We should use descriptive statistics that summarize the sample data. We will use measures of central tendency — Mean, Median, and Mode —, and measures of dispersion (or variability) — Standard Deviation, Variance, Maximum, and Minimum.

2. How is the variable “mouse weight” distributed?

After summarizing the data, we should find appropriate plots to look at it. A first approach is to look at the frequency of the mouse weight values using a histogram.

3. How is the variable “mouse weight” distributed in each diet?

Since our data of interest is one categorical variable (type of diet), and one continuous variable (weight), a boxplot is one of the most informative.

4. How are the other variables distributed?

There are other variables in our data for each mouse that could influence the results, namely gender (categorical variable) and age (discrete variable).

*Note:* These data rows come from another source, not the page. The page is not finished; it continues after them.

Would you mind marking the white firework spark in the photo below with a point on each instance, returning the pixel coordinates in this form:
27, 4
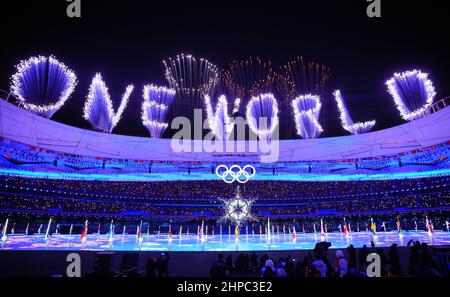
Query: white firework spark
262, 115
413, 93
157, 101
306, 115
43, 84
98, 109
346, 119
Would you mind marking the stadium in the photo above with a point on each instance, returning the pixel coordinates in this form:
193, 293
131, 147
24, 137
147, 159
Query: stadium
235, 160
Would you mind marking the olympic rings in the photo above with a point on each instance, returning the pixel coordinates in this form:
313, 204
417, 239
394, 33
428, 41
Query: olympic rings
231, 175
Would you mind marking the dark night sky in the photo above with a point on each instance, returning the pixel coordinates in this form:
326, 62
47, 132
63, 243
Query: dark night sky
127, 40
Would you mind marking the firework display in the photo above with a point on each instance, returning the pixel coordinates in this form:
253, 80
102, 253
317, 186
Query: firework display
346, 119
301, 77
219, 119
155, 106
249, 78
98, 109
262, 115
413, 93
43, 84
296, 77
306, 114
192, 78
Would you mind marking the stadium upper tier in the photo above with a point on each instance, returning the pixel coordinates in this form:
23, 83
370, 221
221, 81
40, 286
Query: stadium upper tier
44, 148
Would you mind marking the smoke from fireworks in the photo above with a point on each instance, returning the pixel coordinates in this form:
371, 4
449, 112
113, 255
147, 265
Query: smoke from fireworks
43, 84
299, 77
262, 115
346, 119
306, 115
249, 78
98, 109
192, 79
413, 93
155, 106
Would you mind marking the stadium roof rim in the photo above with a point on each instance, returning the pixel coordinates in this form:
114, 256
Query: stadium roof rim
24, 127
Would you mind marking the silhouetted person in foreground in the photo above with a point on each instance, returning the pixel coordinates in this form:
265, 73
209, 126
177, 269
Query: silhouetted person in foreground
150, 266
163, 265
219, 268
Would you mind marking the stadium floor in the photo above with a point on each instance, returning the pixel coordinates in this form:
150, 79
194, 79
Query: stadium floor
251, 242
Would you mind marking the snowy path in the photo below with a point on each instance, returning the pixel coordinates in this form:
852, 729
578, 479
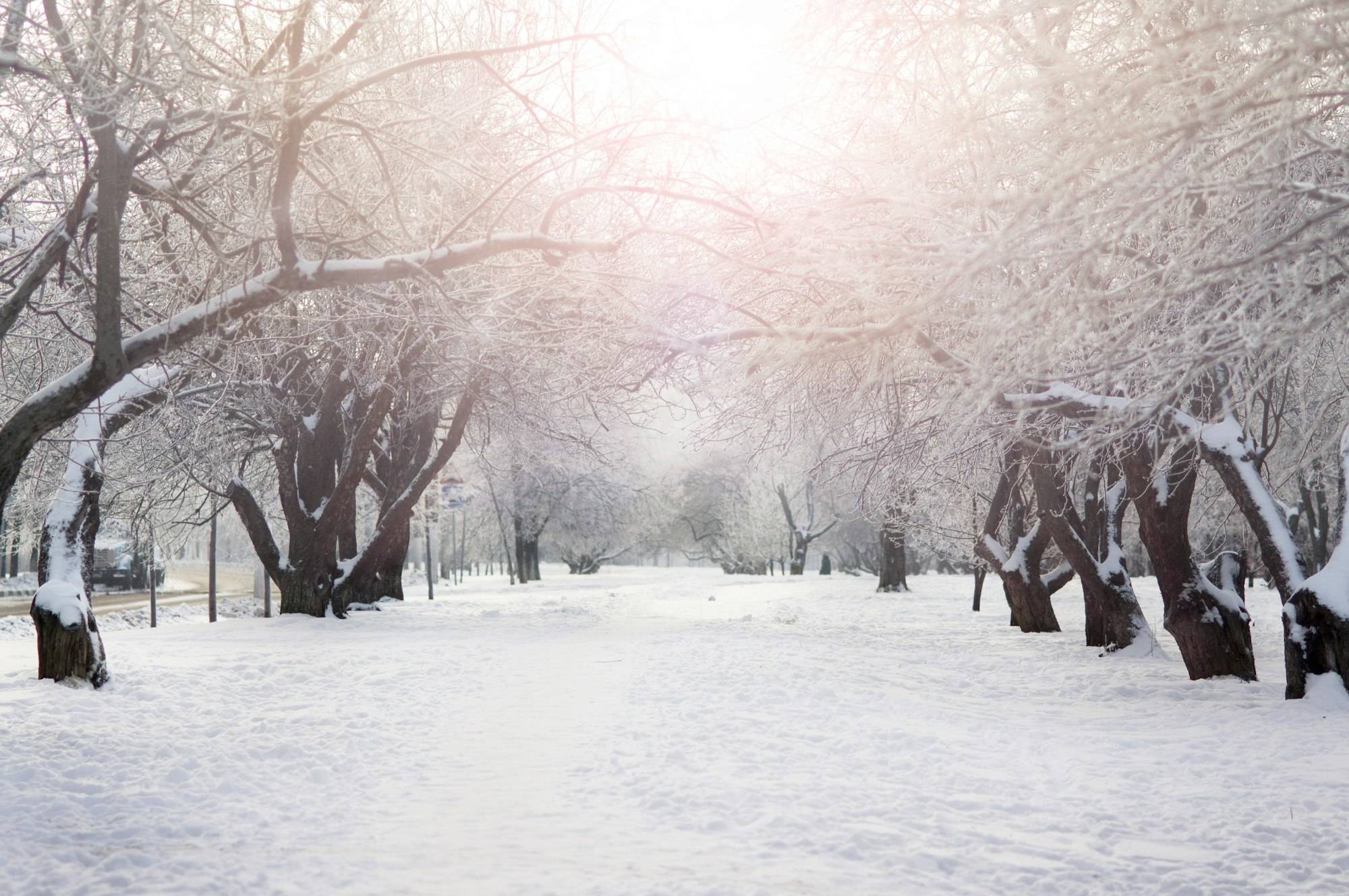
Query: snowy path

We should also look at these data.

5. What is the frequency of each variable?

  • 5.1 How many measurements do we have for each gender?
  • 5.2 How many measurements do we have for each diet?
  • 5.3 How many measurements do we have for each gender in each diet?
  • 5.4 What if we want to know the results for each of the three variables: age, diet, and gender?

6. Is there a dependency between the age and the weight of the mice in our study?

7. Is the correlation between the age and the weight of the mice different for males and females?

8. Is the correlation between the age and the weight of the mice different for different diets?

9. Does the type of diet influence the body weight of mice?

Can we answer this question just by looking at the plot? Are these observations compatible with a scenario where the type of diet does not influence body weight?


10. Now that we have calculated the T-test, shall we accept or reject the null hypothesis? What are the outputs in R from the t-test?

Final discussion

Take some time to discuss the results with the other participants, and decide if H0 should be rejected or not, and how confident you are that your decision is reasonable. Can you propose solutions to improve your confidence on the results? Is the experimental design appropriate for the research question being asked? Is this experiment well controlled and balanced?